Thanks you guys for taking the time to share. I'm really liking the "swiss army knife" aspects of FM.
 
Thanks you guys for taking the time to share. I'm really liking the "swiss army knife" aspects of FM.

For another perspective -- I trained at a University based, opposed residency in the SouthWest in FM --

We had 6 months of hospital medicine, spread out over 3 years, 2 months of OB, 1 month of ER (both adult and pedi), 1 month of inpatient peds, 1 month of outpatient peds and 1 month of ICU (we were actually second years but sent in there as interns), 6 weeks of Geriatrics and a bunch of electives --- along with 3 months of night float.

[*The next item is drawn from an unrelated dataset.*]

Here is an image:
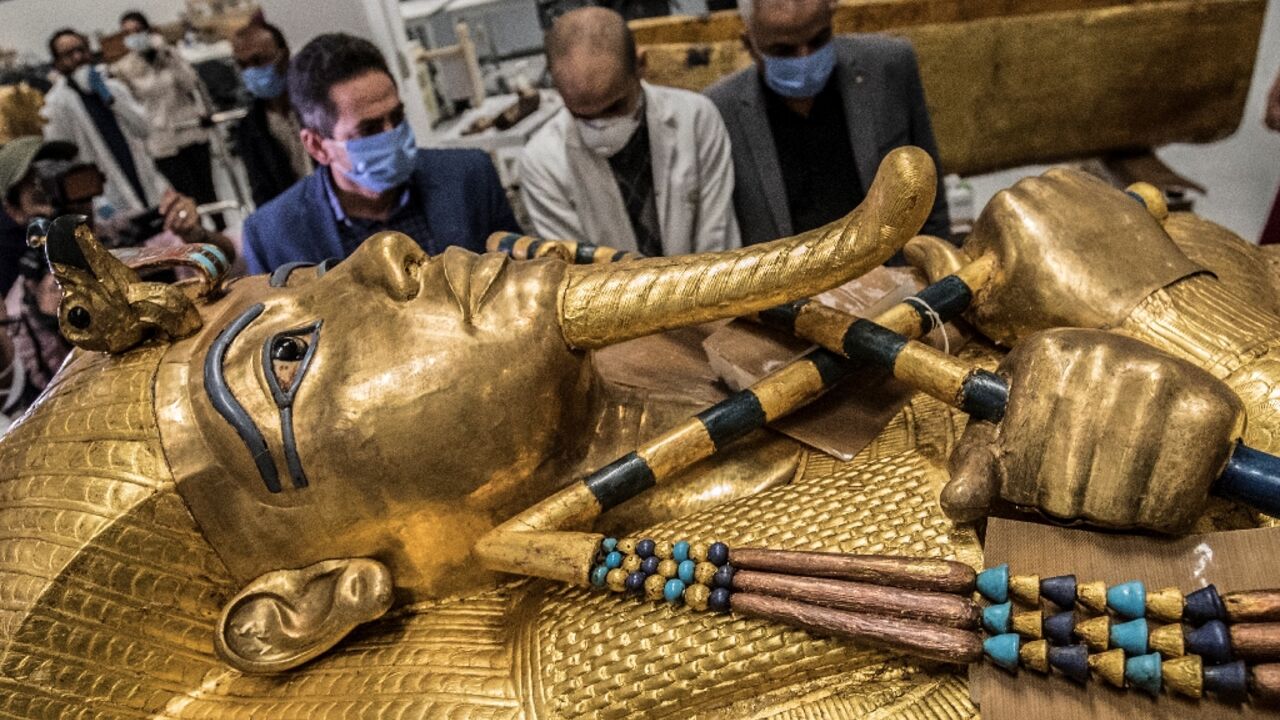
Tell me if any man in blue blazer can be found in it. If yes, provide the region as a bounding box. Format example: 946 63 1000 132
244 33 520 273
707 0 950 245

The IM guys had 6 months of wards and 6 months of ICU their first year, then they had ward months as the senior with 2 interns and a bunch of time with ologists -- don't know what else but they were always in the hospital as the program was hospitalist/preparing for specialties heavy --

While I would like to have a bunch of ICU and know WTF I'm doing in there, in the end, my family was more important than my career ---

So I'm now happily working in an outpatient clinic, taking hospital call once a month, seeing everything from peds to not so peds and shipping out what I don't feel comfortable handling....

What sort of life do you want -- and the nice thing about medicine - you can always go back for retraining if needed.
 
cant you live that life doing outpatient im too though?
 
Thanks you guys for taking the time to share. I'm really liking the "swiss army knife" aspects of FM.
As you can see, there are so many components you can incorporate. The primary determining factor of what you can and can't do will be comfort in doing it (obviously you won't be doing SVDs if you hadn't done any for 20 years) and location of practice. The more specialists there are, the harder in general it will be to get privileges. Working at a University hospital? Probably not going to be a hospitalist or work in the ICU. Working in downtown NYC? Probably not going to be doing any deliveries. Just don't fall into the "ship it out" mentality and you'll have a varied practice.
 
There can be huge differences in IM and FP depending on the location. Overall IM is mostly inpatient things, with lots more ICU time and other subspecialty services during residency. FP is mostly outpatient. Patient acuity is lower but volume is generally higher. FP rotates through inpatient services and ICU as well, but there isn't as much of an emphasis on that. In the city, most large academic centers will higher IM for hospitalist jobs and even out patient jobs. They higher pediatricians to see kids and ob/gyn to see women. Most of the FP doctors in big city are associated with huge hospital groups in the city that are generally less academic oriented.

So basically, its going to depend on what you want. Do you like inpatient more or outpatient more? There is obviously some cross over/exceptions but for the most part, thats where the lines are drawn.